Libya ve Suriye’de durum bir netlik kazanmazken Mısır ile İran arasında diplomatik temas başladı. Gündemdeki birçok haberin yanında önemsiz gibi görünse de Ortadoğu’da dengelerin değişeceğinin önemli bir göstergesi.  Bu haber İsrail açısından “endişe verici” olarak algılanmış da olabilir.

Elbette Mübarek sonrası gelen yönetimin Mübarek’in dış politikalarını olduğu gibi kabul etmesi beklenmemeliydi. Ancak bu arada Mübarek yönetimindeki Mısır’ın, İran ile diplomatik ilişki içinde olmadığını anlamak oldukça zor.

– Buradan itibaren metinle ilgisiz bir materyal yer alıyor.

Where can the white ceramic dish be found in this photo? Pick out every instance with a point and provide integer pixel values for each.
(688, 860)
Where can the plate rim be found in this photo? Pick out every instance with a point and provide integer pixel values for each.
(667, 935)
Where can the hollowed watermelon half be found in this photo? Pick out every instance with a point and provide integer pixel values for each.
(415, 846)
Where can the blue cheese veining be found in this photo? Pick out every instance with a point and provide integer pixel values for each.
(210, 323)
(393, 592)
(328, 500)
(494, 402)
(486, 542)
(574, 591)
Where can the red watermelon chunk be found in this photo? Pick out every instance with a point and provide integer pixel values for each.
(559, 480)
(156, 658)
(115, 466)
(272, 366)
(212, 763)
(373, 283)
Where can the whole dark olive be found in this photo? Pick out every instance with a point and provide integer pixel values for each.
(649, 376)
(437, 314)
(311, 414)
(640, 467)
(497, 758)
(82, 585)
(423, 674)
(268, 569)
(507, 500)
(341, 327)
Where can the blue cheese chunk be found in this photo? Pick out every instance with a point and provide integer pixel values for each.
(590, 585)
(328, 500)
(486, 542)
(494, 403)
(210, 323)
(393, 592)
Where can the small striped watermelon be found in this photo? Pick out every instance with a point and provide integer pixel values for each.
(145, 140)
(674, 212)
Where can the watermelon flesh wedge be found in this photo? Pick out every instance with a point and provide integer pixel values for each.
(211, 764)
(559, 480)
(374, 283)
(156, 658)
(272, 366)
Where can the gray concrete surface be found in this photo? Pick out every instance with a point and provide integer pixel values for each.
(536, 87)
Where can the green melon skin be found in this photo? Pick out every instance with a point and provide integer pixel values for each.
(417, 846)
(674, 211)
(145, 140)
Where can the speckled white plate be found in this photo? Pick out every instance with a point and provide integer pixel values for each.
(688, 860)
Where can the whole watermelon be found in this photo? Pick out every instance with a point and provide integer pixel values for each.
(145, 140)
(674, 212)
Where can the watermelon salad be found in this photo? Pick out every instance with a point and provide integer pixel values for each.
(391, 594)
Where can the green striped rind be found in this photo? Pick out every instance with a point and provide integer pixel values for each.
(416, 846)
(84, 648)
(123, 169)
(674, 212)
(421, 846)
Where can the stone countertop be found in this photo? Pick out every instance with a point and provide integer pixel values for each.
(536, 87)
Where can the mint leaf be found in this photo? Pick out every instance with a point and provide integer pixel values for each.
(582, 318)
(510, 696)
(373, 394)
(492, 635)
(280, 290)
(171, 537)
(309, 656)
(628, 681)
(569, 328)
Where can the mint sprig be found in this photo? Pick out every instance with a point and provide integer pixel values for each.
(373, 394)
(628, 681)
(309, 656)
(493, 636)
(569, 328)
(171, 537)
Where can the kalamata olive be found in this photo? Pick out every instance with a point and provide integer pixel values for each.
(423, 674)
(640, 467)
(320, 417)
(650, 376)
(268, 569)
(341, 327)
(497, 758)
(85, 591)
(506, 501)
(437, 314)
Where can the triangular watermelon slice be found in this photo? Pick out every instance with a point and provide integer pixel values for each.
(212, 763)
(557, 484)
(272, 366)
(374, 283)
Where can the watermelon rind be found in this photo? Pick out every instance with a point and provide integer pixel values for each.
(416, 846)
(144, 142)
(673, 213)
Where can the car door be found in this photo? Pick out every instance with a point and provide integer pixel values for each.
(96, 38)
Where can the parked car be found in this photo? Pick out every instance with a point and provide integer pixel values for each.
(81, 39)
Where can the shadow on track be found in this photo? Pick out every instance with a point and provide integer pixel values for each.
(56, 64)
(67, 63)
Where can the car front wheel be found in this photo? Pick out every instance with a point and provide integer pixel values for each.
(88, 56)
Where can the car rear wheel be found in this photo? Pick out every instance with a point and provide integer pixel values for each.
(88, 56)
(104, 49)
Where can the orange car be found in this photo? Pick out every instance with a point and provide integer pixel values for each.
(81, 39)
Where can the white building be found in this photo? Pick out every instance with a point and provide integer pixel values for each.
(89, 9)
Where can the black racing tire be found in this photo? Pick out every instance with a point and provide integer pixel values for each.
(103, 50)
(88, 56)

İlk bakışta Mısır’ın ABD ve İsrail’den uzaklaştığı hatta İsrail’e düşmanlık besleyeceği endişesi olsa da, izole edilmiş bir İran’ın dünyaya ve kendine hayrı olmadığı göz önüne alındığında durumun o kadar da endişe verici olmadığı anlaşılır.

İran politikalarına, özellikle nükleer faaliyetlerine tamamen karşı olmakla beraber, İran’ın bu derece dışlanması ve izole edilmesi bu ülkeyi daha da agresifleştirmekten başka bir işe yaramamakta. Ne yapılırsa yapılsın İran’a askeri bir müdahale yapılmadıkça bu ülkedeki rejimi değiştirmek pek mümkün görünmemekte.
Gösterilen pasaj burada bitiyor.